Начался третий заезд, в котором участвовала пара первоклассных кобыл, затмивших своей статью вялую, усталую Монахиню.
– А эту колбасу зачем в заезд поставили? – услышал Распутин недовольный возглас: по поводу Монахини прошелся щеголеватый господин в соломенной шляпе, украшенной красной искристой лентой.
Распутин довольно кивнул.
– Совсем господа из конторы ипподрома стыд потеряли, – продолжал господин в шляпе, – консервы бегать заставляют.

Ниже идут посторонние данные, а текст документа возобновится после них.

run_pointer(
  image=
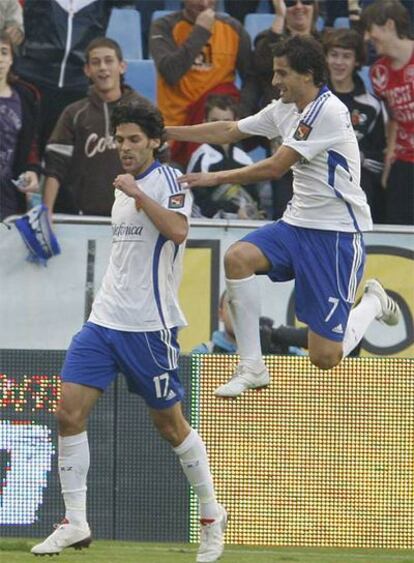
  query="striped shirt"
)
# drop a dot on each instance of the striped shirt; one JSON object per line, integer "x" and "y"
{"x": 139, "y": 291}
{"x": 326, "y": 191}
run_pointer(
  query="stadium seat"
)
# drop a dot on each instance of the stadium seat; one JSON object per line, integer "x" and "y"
{"x": 172, "y": 5}
{"x": 141, "y": 75}
{"x": 125, "y": 28}
{"x": 342, "y": 23}
{"x": 255, "y": 23}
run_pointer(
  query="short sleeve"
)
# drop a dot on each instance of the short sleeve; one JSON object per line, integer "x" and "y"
{"x": 174, "y": 197}
{"x": 263, "y": 123}
{"x": 332, "y": 126}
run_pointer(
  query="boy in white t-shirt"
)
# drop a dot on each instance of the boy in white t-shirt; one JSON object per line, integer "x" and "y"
{"x": 318, "y": 242}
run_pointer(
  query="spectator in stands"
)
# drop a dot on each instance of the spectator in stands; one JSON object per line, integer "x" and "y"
{"x": 342, "y": 9}
{"x": 52, "y": 55}
{"x": 387, "y": 26}
{"x": 292, "y": 17}
{"x": 19, "y": 162}
{"x": 225, "y": 201}
{"x": 11, "y": 20}
{"x": 81, "y": 152}
{"x": 281, "y": 340}
{"x": 344, "y": 49}
{"x": 198, "y": 52}
{"x": 239, "y": 10}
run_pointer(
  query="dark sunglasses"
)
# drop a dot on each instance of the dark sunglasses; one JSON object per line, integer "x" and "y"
{"x": 291, "y": 3}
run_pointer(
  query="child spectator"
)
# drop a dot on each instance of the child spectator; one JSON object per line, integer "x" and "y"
{"x": 344, "y": 51}
{"x": 225, "y": 201}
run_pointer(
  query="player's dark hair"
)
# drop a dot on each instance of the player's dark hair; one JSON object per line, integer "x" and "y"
{"x": 304, "y": 55}
{"x": 345, "y": 39}
{"x": 381, "y": 11}
{"x": 223, "y": 102}
{"x": 104, "y": 42}
{"x": 143, "y": 114}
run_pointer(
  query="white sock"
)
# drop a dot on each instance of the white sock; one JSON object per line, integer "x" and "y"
{"x": 359, "y": 320}
{"x": 73, "y": 469}
{"x": 193, "y": 457}
{"x": 244, "y": 306}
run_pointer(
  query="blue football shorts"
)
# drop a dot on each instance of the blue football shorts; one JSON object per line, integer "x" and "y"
{"x": 327, "y": 267}
{"x": 148, "y": 360}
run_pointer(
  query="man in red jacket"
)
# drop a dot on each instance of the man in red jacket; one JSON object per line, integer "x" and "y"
{"x": 387, "y": 26}
{"x": 81, "y": 152}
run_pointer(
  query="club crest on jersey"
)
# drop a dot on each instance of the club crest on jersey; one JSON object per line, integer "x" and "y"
{"x": 176, "y": 201}
{"x": 302, "y": 132}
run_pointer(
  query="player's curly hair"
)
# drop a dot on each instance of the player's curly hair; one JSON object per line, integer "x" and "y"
{"x": 304, "y": 54}
{"x": 143, "y": 114}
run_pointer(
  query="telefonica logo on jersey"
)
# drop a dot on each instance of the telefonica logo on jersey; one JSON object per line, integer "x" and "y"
{"x": 123, "y": 230}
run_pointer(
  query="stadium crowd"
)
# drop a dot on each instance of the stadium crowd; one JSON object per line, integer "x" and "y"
{"x": 57, "y": 94}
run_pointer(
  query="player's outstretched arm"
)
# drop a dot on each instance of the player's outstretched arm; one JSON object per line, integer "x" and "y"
{"x": 173, "y": 225}
{"x": 269, "y": 169}
{"x": 218, "y": 132}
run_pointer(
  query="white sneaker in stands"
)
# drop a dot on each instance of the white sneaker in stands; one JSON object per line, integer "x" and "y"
{"x": 212, "y": 541}
{"x": 391, "y": 313}
{"x": 65, "y": 535}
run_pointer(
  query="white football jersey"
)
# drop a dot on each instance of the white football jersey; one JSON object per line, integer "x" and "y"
{"x": 326, "y": 190}
{"x": 139, "y": 291}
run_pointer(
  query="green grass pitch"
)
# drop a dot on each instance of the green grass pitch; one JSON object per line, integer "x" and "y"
{"x": 17, "y": 551}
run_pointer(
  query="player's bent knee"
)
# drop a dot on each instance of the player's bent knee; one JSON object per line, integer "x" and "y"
{"x": 325, "y": 360}
{"x": 70, "y": 421}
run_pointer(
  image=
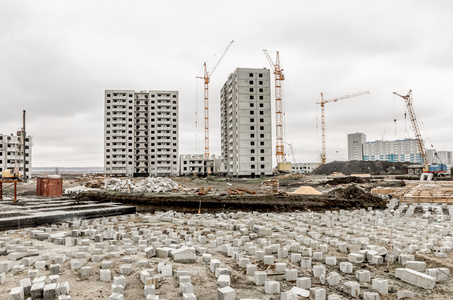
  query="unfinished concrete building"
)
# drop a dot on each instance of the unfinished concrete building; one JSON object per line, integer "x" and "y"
{"x": 141, "y": 135}
{"x": 195, "y": 164}
{"x": 246, "y": 127}
{"x": 355, "y": 145}
{"x": 12, "y": 154}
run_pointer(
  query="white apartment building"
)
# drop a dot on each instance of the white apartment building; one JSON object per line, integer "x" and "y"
{"x": 397, "y": 151}
{"x": 246, "y": 127}
{"x": 12, "y": 154}
{"x": 196, "y": 163}
{"x": 444, "y": 157}
{"x": 355, "y": 145}
{"x": 303, "y": 168}
{"x": 141, "y": 135}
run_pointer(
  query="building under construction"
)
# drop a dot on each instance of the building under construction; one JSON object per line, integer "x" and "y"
{"x": 246, "y": 127}
{"x": 12, "y": 153}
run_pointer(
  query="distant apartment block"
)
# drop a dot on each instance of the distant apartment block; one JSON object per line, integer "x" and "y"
{"x": 141, "y": 136}
{"x": 396, "y": 151}
{"x": 355, "y": 145}
{"x": 444, "y": 157}
{"x": 303, "y": 168}
{"x": 191, "y": 164}
{"x": 12, "y": 153}
{"x": 246, "y": 128}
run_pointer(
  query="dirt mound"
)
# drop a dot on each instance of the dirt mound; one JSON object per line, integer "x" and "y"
{"x": 353, "y": 192}
{"x": 306, "y": 190}
{"x": 362, "y": 167}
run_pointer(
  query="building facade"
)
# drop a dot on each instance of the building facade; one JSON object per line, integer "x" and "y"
{"x": 396, "y": 151}
{"x": 12, "y": 154}
{"x": 141, "y": 134}
{"x": 355, "y": 145}
{"x": 246, "y": 127}
{"x": 303, "y": 168}
{"x": 191, "y": 164}
{"x": 444, "y": 157}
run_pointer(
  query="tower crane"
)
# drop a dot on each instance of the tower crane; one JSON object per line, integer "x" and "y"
{"x": 410, "y": 109}
{"x": 279, "y": 77}
{"x": 206, "y": 78}
{"x": 323, "y": 118}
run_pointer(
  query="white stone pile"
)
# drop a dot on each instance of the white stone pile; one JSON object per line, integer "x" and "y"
{"x": 331, "y": 255}
{"x": 147, "y": 185}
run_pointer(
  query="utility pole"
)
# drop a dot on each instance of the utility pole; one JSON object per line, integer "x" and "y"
{"x": 23, "y": 145}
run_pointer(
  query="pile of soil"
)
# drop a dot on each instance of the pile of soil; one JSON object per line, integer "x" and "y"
{"x": 353, "y": 192}
{"x": 362, "y": 167}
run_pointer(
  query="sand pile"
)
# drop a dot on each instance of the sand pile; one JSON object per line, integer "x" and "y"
{"x": 307, "y": 190}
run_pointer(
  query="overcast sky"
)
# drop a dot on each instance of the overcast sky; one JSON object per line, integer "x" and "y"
{"x": 58, "y": 57}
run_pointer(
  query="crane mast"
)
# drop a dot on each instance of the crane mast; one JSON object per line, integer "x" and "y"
{"x": 279, "y": 77}
{"x": 323, "y": 118}
{"x": 410, "y": 108}
{"x": 206, "y": 79}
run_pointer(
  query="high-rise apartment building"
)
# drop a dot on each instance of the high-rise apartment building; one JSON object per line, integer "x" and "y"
{"x": 246, "y": 127}
{"x": 12, "y": 154}
{"x": 397, "y": 151}
{"x": 355, "y": 145}
{"x": 141, "y": 133}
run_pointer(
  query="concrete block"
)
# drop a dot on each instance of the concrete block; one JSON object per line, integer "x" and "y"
{"x": 223, "y": 281}
{"x": 50, "y": 291}
{"x": 363, "y": 275}
{"x": 226, "y": 293}
{"x": 317, "y": 293}
{"x": 17, "y": 293}
{"x": 352, "y": 288}
{"x": 260, "y": 277}
{"x": 291, "y": 274}
{"x": 404, "y": 294}
{"x": 346, "y": 267}
{"x": 380, "y": 285}
{"x": 303, "y": 283}
{"x": 333, "y": 278}
{"x": 370, "y": 296}
{"x": 319, "y": 270}
{"x": 272, "y": 287}
{"x": 105, "y": 275}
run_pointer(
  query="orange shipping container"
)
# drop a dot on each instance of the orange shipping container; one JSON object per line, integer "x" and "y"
{"x": 49, "y": 187}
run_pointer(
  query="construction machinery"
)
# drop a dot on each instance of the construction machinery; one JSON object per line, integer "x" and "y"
{"x": 282, "y": 165}
{"x": 435, "y": 169}
{"x": 207, "y": 78}
{"x": 323, "y": 118}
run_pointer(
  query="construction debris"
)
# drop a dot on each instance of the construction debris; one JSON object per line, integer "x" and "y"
{"x": 306, "y": 190}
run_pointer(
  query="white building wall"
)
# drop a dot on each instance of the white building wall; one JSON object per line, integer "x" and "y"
{"x": 397, "y": 151}
{"x": 355, "y": 145}
{"x": 246, "y": 128}
{"x": 141, "y": 133}
{"x": 11, "y": 153}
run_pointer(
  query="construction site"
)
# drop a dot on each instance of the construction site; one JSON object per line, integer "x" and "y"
{"x": 251, "y": 222}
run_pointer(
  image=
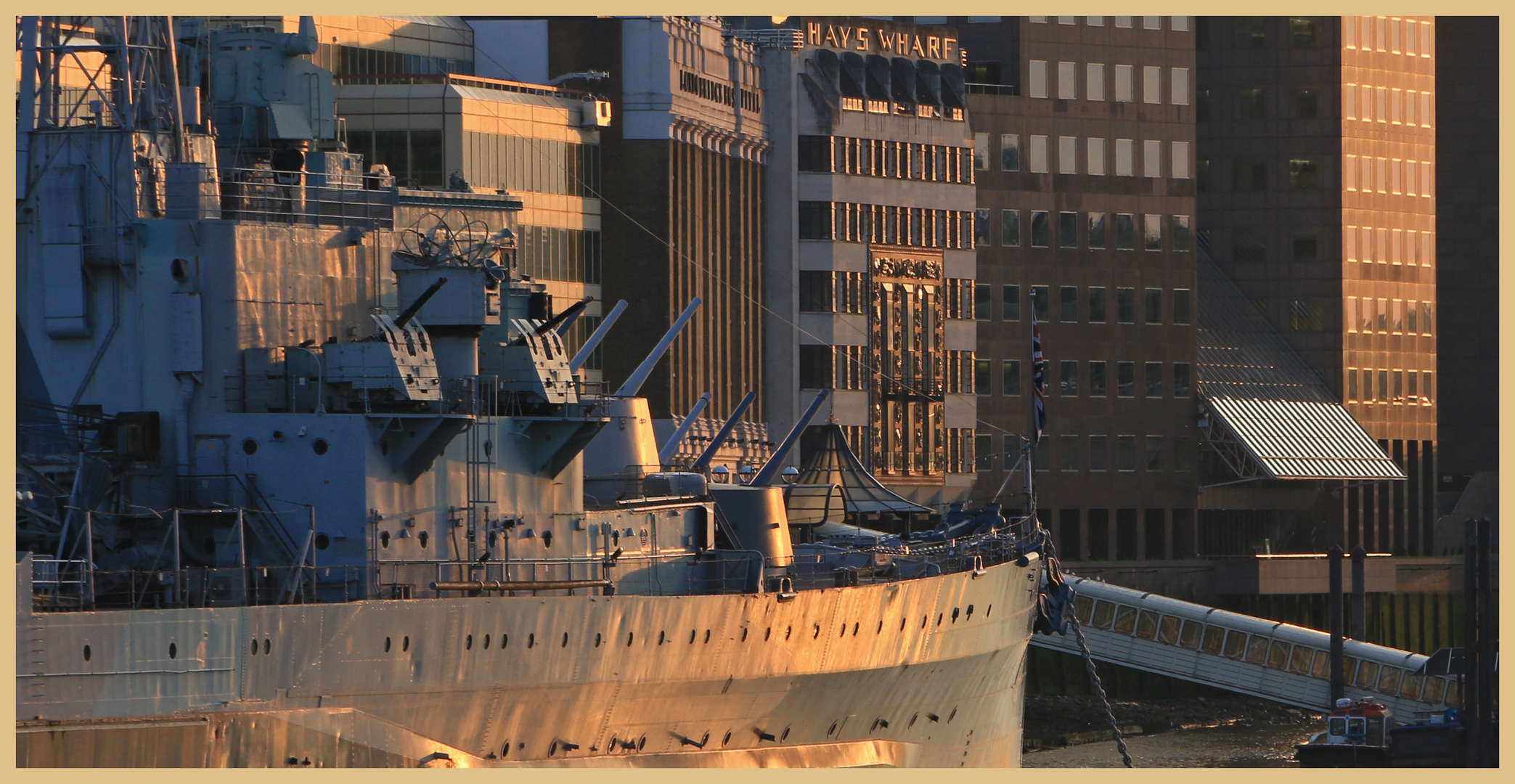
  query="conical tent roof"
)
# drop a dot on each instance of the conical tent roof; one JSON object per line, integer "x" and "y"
{"x": 835, "y": 463}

Но Монахиня так резво начала с места, что господин в шляпе даже привстал – ее рывок был как у снаряда, Монахиня бежала так, будто бежала в последний раз, и этот рывок старой лошади вызвал у Распутина приступ щемящей, почти детской обиды, тоски. Он тоже, как и господин в шляпе, привстал, покрутил головой и, чувствуя, что не хватает воздуха, со свистом втянул его в себя, неверяще покачал головой.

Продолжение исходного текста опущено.